Spoilers ahead: If you don't want anything spoiled about the new season of The Crown, stop reading now.
The latest season of The Crown retells a very dark era in the royals' life. Three of four of Queen Elizabeth's children split from their respective partners, and Windsor Castle catches fire during Her Majesty's so-called "annus horribilis" (or horrible year); a revealing biography about Princess Diana's time in the royal family comes to light; Prince Charles causes public scandal within The Firm after a private conversation with Camilla Parker Bowles infamously known as "Tampongate" is leaked to the media; the newly-separated Waleses televised interviews become tabloid fodder; and the beloved Royal Yacht Britannia gets decommissioned. While the actors portraying members of the family and the dialogues perfectly capture that period in the mid-to-early '90s, it's the color palette that really pushes the storyline to the next level.

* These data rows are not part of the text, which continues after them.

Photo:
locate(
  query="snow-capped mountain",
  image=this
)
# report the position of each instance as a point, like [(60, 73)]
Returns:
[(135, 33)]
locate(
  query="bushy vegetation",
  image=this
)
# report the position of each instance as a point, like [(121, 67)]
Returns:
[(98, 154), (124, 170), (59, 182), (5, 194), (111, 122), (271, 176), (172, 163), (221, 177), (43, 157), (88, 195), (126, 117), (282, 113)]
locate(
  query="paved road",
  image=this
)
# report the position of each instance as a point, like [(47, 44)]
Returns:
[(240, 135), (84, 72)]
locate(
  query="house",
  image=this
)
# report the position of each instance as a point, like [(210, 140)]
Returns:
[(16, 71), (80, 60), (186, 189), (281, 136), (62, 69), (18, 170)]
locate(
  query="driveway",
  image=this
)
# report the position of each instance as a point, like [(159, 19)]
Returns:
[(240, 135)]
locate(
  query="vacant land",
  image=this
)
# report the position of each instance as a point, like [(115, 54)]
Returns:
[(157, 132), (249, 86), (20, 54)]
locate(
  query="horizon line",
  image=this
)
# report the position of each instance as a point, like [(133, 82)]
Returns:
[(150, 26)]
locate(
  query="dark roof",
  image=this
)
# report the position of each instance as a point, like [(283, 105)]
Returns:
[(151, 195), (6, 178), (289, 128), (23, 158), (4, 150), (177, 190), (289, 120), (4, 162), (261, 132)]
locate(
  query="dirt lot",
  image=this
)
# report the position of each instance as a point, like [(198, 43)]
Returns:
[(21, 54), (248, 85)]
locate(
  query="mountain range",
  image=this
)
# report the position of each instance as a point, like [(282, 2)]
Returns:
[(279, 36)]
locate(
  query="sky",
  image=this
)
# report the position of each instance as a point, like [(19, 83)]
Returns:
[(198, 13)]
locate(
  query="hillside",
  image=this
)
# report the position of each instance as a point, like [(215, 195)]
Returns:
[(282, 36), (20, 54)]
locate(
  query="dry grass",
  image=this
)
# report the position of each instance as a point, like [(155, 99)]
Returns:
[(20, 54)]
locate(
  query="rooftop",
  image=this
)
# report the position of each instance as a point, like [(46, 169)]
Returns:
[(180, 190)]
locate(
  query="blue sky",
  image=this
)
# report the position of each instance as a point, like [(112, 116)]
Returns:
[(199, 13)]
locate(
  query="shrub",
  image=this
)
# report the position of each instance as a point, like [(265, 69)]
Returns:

According to Amy Roberts, head costume designer for the hit Netflix series, she and her team leaned towards autumnal colors and heavier fabrics to add layers to the plot. Several of the characters—especially Queen Elizabeth (played by Imelda Staunton)—are often dressed in deep greens, blues, and reds during that particularly hard period. "We were quite keen to encapsulate that feeling about this particular series," Roberts said during a recent roundtable with Sidonie Roberts, associate costume designer and head buyer, and Cate Hall, hair and makeup designer.
"Every episode has a flavor, a sense of, this is very autumnal," Amy, who's been creating the costumes for the show since season three, continued. "There is a melancholia about these episodes of as you are getting older, your family has grown up, your expectations have been dashed and blown, and it's tough. And I think that obviously comes from the writing and the acting, but you help it along [with] autumnal tones."
The color palette has certainly evolved quite a bit since the show's premiere in 2016. Earlier seasons used cooler tones, perhaps to depict the young Queen's vulnerability as she navigates her new role as head of the throne. Several of Princess Margaret's outfits consist of deeper colors as a way to reflect her troubled life. As a young Diana is introduced in later seasons, her iconic taste in style brings a vibrant touch to the series yet viewers also see her character in flatter hues to possibly emphasize her struggles behind the scenes. Roberts previously said fashion was an "integral part in Diana's journey" and being able to show her transition from a "very normal girl with very average taste in clothes" to the Princess of Wales's exquisite taste in style was crucial in furthering the story.
While the tones of season five often lean on the desaturated side, the hair and makeup department tried to incorporate color through beauty looks. "The color palette for The Crown, it's so sumptuous and deliberate and considered, and it is like a painting," explained Hall. "Whereas I think what we are doing is a slightly different thing where we are using color to maybe indicate moments of fragility, those private moments. Because of the grade and the fact that it's desaturated and it has this look, sometimes we are actually just playing with color to try and naturalize and overcome that stuff."
Of course, the costume department led by Amy thoughtfully recreated many of the royal family's actual ensembles for the silver screen—like the infamous revenge dress—but getting to put their twist and interpretation on new designs gave them more creative license to depict what was happening to the royal family behind closed doors. "There's so much space in Peter Morgan's scripts of an emotional journey for pretty [much] all of our characters that you can guide by color choices," noted Amy. "And that's what makes it such a rewarding project to do I think."
Season five of The Crown is available to stream on Netflix now.